One of my students from this past fall emailed me over the break and asked me a question:
What is your favorite thing about teaching writing classes?
I love this question, especially as I’m in the midst of (re)designing my winter syllabi, because it makes me stop and think about what I’m really after, why I’m in this profession. It takes me back to Natalie Goldberg’s “Beginner’s Mind.”
But to answer my student’s question, I’m not going to quote Natalie Goldberg. I’m going to turn to Richard Bach.

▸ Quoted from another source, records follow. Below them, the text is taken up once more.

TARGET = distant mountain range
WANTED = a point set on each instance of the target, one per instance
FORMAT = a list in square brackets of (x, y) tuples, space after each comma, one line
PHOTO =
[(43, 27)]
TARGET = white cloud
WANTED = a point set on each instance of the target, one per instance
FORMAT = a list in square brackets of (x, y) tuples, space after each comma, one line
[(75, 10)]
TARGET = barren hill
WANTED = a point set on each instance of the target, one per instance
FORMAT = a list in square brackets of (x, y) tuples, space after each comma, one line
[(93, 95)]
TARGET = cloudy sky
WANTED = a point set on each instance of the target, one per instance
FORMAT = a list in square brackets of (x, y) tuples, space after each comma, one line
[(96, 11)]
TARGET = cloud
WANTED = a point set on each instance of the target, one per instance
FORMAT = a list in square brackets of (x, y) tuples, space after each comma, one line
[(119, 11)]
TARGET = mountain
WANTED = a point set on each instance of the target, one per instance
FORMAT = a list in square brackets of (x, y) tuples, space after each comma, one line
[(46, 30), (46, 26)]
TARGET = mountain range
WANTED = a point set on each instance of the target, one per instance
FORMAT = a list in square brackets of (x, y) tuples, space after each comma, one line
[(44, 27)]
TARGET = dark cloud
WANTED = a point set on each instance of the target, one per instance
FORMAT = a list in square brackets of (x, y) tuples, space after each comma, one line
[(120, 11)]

Yes, I know, a lot of people consider his work schmaltzy pseudophilosophical touchy-feeling religion-lite fiction (or so a college professor once told me), but I go in for that sort of thing, silly as it is, and some of my favorite quotes are from the fictional “Messiah’s Handbook” tucked inside Illusions: The Adventures of a Reluctant Messiah. And the line I repeat most often to myself is this one:
You teach best what you most need to learn.

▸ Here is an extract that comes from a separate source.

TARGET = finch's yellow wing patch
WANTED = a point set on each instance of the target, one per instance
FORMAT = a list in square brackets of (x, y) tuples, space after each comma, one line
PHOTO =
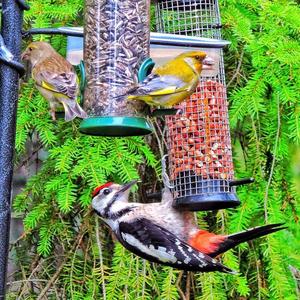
[(48, 86)]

This is why I went into teaching writing. I knew long ago that I wanted to be a teacher, and I figured out just before college that I wanted to teach English, but it wasn’t until I was in college and finally harboring serious (as opposed to fanciful) ambitions to be a writer that I realized that, for me, the best way to keep having exciting conversations about craft and technique and process and practice was to be in a classroom talking about those things with students.

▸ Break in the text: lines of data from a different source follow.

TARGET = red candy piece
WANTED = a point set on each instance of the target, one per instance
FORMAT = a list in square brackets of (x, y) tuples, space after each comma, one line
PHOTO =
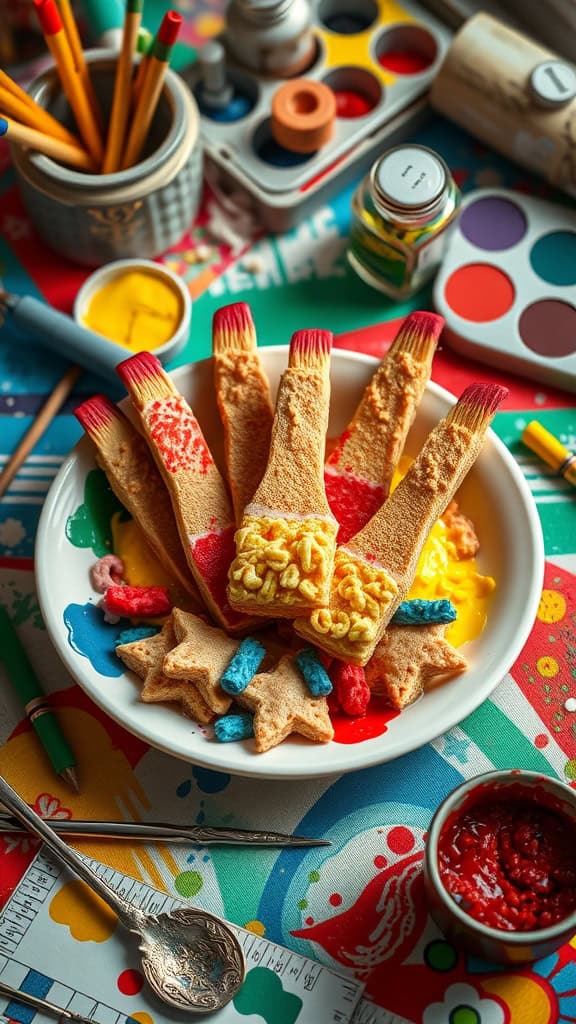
[(351, 688), (132, 601)]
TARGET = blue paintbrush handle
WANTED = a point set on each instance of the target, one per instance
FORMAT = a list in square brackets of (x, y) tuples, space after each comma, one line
[(63, 335)]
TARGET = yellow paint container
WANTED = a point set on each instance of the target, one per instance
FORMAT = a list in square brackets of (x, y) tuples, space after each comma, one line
[(139, 305)]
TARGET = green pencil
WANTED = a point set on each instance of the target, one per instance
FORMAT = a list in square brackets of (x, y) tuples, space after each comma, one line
[(39, 713)]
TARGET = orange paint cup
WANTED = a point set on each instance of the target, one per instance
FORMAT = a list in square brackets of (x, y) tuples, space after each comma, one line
[(303, 112)]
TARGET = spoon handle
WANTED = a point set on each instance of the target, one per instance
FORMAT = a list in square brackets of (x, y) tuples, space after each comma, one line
[(130, 918)]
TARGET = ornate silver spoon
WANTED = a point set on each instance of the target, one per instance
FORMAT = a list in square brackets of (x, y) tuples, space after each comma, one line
[(191, 958)]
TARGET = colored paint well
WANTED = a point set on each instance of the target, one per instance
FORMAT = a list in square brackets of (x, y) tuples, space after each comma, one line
[(352, 104), (480, 293), (553, 258), (405, 61), (548, 328), (493, 223)]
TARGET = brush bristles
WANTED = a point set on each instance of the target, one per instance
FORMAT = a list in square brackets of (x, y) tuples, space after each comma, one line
[(96, 416), (310, 349), (144, 377), (233, 330), (477, 406), (418, 335)]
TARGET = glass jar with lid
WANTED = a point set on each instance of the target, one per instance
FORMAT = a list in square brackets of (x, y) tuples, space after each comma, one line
[(402, 212)]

So when I thank students each semester for showing up to class, when I tell them that I’m there to learn from them as much as they are there to learn from me, this is what I mean. They remind me of how important practice is to writing; they remind me of the value of writing exercises and revision techniques. They keep my attention on the process of writing and they make me want to write each day just to keep up with them. And when I push them for new, more complex expressions of new, more complex ideas, I remember that I need to push myself to do the same. I remember that, as writers, we never stop learning, and while I have a couple of decades or so of writing experience under my belt, each blank page is a new terror and each new piece of writing puts me right back in their chairs, learning how to do it all over again.
So these are my favorite things about teaching writing classes, student of mine:
The thrill and the fear of it all still being so new, every time. The comfort of getting to share that with rooms full of fellow writers. And the privilege to be part of seeing even one mind catch fire, or one heart become still, or one new discovery unfold in a research essay or one new revelation emerge in a response piece — of witnessing one new writer go wide-eyed at the possibilities she’s created for herself on the page.